SITE OF SRI AUROBINDO & THE MOTHER
      
Home Page | Workings | Works of Sri Aurobindo | Letters on Himself and the Ashram

Sri Aurobindo

Letters on Himself and the Ashram

The Complete Works of Sri Aurobindo. Volume 35

Remarks on the Current State of the Sadhana, 1931 – 1947

1933 [1]

As for faith, you write as if I had never had a doubt or any difficulty. I have had worse than any human mind can think of. It is not because I have ignored difficulties, but because I have seen them more clearly, experienced them on a larger scale than anyone living now or before me that, having faced and measured them, I am sure of the results of my work. Even if I still saw the chance that it might come to nothing (which is impossible), I should go on unperturbed, because I would still have done to the best of my power the work that I had to do and what is so done always counts in the economy of the universe. But why should I feel that all this may come to nothing when I see each step and where it is leading and every week and day — once it was every year and month and hereafter it will be every day and hour — brings me so much nearer to my goal? In the way that one treads with the greater Light above, even every difficulty gives its help and has its value and the Night itself carries in it the burden of the light that has to be.

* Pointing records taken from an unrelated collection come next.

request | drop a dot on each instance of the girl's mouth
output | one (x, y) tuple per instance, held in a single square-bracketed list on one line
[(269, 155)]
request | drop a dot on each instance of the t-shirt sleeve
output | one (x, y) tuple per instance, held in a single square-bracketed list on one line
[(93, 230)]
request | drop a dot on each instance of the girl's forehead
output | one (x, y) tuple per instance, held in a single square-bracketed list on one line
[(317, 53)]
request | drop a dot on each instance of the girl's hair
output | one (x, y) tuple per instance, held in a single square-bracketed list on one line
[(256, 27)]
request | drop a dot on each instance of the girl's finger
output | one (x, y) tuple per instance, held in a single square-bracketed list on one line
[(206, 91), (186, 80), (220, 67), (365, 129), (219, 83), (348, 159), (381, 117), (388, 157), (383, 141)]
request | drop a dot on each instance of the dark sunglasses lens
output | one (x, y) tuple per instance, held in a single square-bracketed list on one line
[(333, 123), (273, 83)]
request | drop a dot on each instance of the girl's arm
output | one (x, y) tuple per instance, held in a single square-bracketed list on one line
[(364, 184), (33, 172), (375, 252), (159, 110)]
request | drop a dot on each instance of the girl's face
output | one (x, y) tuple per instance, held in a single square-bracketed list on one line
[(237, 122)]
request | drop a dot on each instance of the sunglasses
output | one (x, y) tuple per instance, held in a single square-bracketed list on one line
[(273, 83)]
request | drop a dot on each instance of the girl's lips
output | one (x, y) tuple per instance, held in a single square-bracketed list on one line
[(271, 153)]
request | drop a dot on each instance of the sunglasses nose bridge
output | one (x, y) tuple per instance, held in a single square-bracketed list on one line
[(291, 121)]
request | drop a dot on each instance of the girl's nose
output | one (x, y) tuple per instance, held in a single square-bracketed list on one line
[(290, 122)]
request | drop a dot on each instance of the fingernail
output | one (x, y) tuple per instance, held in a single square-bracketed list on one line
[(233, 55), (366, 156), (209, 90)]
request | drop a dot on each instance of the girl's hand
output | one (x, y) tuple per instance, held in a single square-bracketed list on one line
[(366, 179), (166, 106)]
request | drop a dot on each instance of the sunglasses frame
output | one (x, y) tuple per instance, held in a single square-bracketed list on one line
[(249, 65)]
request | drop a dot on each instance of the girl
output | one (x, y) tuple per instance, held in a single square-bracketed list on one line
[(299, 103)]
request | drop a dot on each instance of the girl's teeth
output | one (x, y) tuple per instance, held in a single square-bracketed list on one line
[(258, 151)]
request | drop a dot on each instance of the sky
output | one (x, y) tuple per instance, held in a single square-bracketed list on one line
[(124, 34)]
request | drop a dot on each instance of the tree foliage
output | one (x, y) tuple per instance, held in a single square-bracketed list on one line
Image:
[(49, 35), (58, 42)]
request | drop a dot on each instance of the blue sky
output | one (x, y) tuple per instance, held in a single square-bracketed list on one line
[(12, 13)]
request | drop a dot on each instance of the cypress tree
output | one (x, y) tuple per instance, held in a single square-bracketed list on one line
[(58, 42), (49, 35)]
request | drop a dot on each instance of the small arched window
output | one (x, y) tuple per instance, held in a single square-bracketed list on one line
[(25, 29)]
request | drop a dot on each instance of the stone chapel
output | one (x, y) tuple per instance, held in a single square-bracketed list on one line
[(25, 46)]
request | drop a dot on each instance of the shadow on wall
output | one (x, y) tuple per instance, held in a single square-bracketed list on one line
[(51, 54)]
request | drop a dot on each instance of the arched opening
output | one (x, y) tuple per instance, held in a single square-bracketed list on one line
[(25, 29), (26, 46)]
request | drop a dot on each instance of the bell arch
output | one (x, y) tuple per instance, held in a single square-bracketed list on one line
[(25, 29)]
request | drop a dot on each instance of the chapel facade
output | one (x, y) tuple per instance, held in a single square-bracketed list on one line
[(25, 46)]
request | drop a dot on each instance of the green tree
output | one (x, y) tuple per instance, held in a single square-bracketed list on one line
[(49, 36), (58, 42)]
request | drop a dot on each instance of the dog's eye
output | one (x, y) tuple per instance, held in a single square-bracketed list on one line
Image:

As for your own case, it comes to this that experiences come and stop, there are constant ups and downs, in times of recoil and depression no advance at all seems to have been made, there is as yet no certitude. So it was with me also, so it is with everyone, not with you alone. The way to the heights is always like that up to a certain point, but the ups and downs, the difficulties and obstacles are no proof that it is a chimera to aspire to the summits.